Au sein de l’ONG européenne AI Forensics, Paul Bouchaud, docteur en audit algorithmique a scruté les publicités qui interrompent vos moments de scrollage sur les réseaux sociaux. Comment fonctionne le filtrage ? « Pour être validée, une publicité va être étudiée sous 24 heures, avant d’être approuvée ou rejetée. Aujourd’hui, la grande majorité de cette modération est automatisée. »

Facebook ajoute qu’une fois le premier contrôle automatisé passé, il est possible pour « une équipe d’examen manuel » d’intervenir dans certains cas précis, notamment si de nombreuses personnes signalent la publication.

« C’est encore pire pour les publicités « politiques », ajoute le chercheur, puisque Meta se repose sur l’honnêteté des publicitaires qui doivent eux-mêmes déclarer que leur contenu est politique. » Une déclaration ignorée par la plupart, mais qui n’empêche pas la publication des publicités.

Une fois publiées, et même après signalement, difficile de faire disparaître ces publicités, dont la modération est selon Paul Bouchaud insuffisante. En 2024, AI Forensics a révélé que c’est ce manque de filtrage qui a permis à de nombreuses publicités contenant de la propagande russe d’inonder les réseaux sociaux, quelques semaines avant les élections européennes.

N’importe qui peut diffuser n’importe quoi

Cet océan d’influence est accessible à n’importe qui, à condition de payer pour que son contenu soit diffusé. Seule une vérification d’identité est demandée pour ceux qui diffusent du contenu « politique », mais comme la majorité ne déclare pas leur contenu comme politique, l’obstacle est vité surmonté

L’argent comme seule modération, c’est aussi ce qui fait dire à AI Forensics qu’il existe un « double standard » de contrôle, plus particulièrement sur Meta. Dans un rapport de janvier dernier, l’ONG s’est intéressée cette fois aux publicités contenant du contenu pornographique, faisant la promotion de sites de rencontres frauduleux ou de produits magiques contre les dysfonctionnements érectiles.

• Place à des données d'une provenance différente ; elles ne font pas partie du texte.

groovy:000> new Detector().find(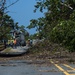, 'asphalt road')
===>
[0,60,75,75]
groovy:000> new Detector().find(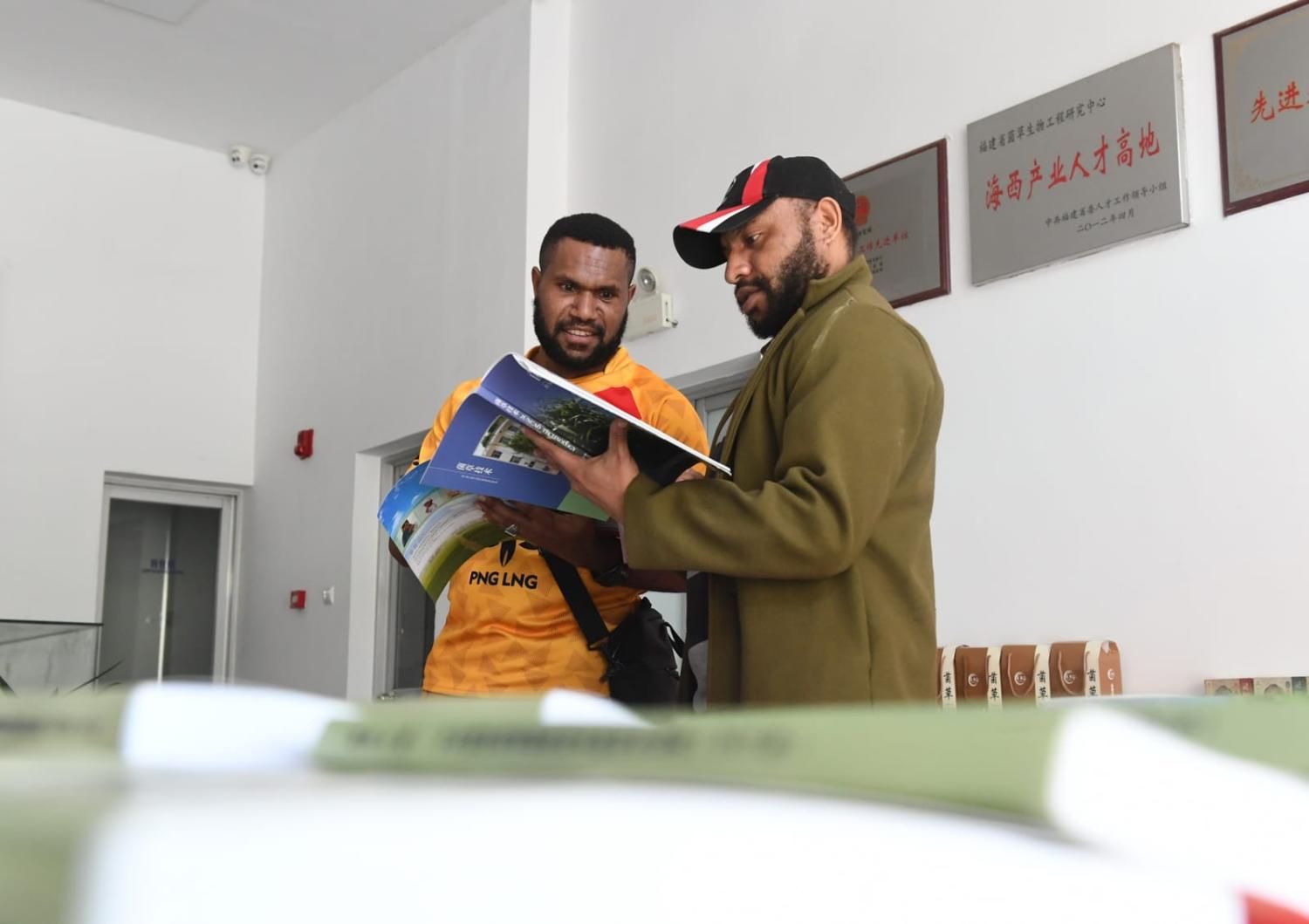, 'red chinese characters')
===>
[1251,80,1306,122]
[983,122,1162,212]
[1028,157,1045,199]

« On a découvert que quand on recopie ces publicités pour en faire du contenu  »classique », ils sont automatiquement modérés et supprimés. » Meta possède donc la technologie pour repérer ces contenus problématiques, que ce soit des publicités ou de simples posts, mais les approuve plus facilement quand ce sont des publicités.

Pour Paul Bouchaud, c’est dans leur « intérêt » de les valider parce qu’elles rapportent de l’argent. En effet, AI Forensics ajoute que ces 3 000 publicités pornographiques ont généré en moins d’un an plus de 8 millions de vues, particulièrement en France et en Allemagne.

Chez X, le choix de la modération zéro

Sous la houlette d’Elon Musk, le réseau social X fait un point d’honneur à réduire au maximum la modération de ces contenus au nom de la « liberté d’expression », ce qui inclut les publicités. « Ils laissent tout passer, explique Paul Bouchaud. Que ce soit des bots, des contenus haineux, factuellement ils laissent tout passer. » Difficile donc de dire ce qui pourrait pousser une publicité à être interdite sur ce réseau : des manquements contraires aux engagements de Facebook et Meta, signataires du Digital Service Act, un règlement européen visant à encadrer les pratiques des plateformes.

Face au laxisme de ces dernières, la Commission européenne a notamment lancé une procédure formelle contre Meta sur la modération des publicités « politiques ». Même menace contre X quelques mois plus tard, mais cette fois sur les systèmes de recommandation.

Notre dossier sur les GAFA

Mais pour le chercheur Paul Bouchaud, ces procédures ont peu de chances de faire bouger les firmes américaines. Grand soutien des Gafam, Donald Trump a critiqué à plusieurs reprises le DSA, parlant de « taxes, amendes et contraintes réglementaires sur les services numériques ». Une position qui pourrait pousser les plateformes à réduire toujours plus leur modération, au nom de la « liberté d’expression » mais aussi du profit.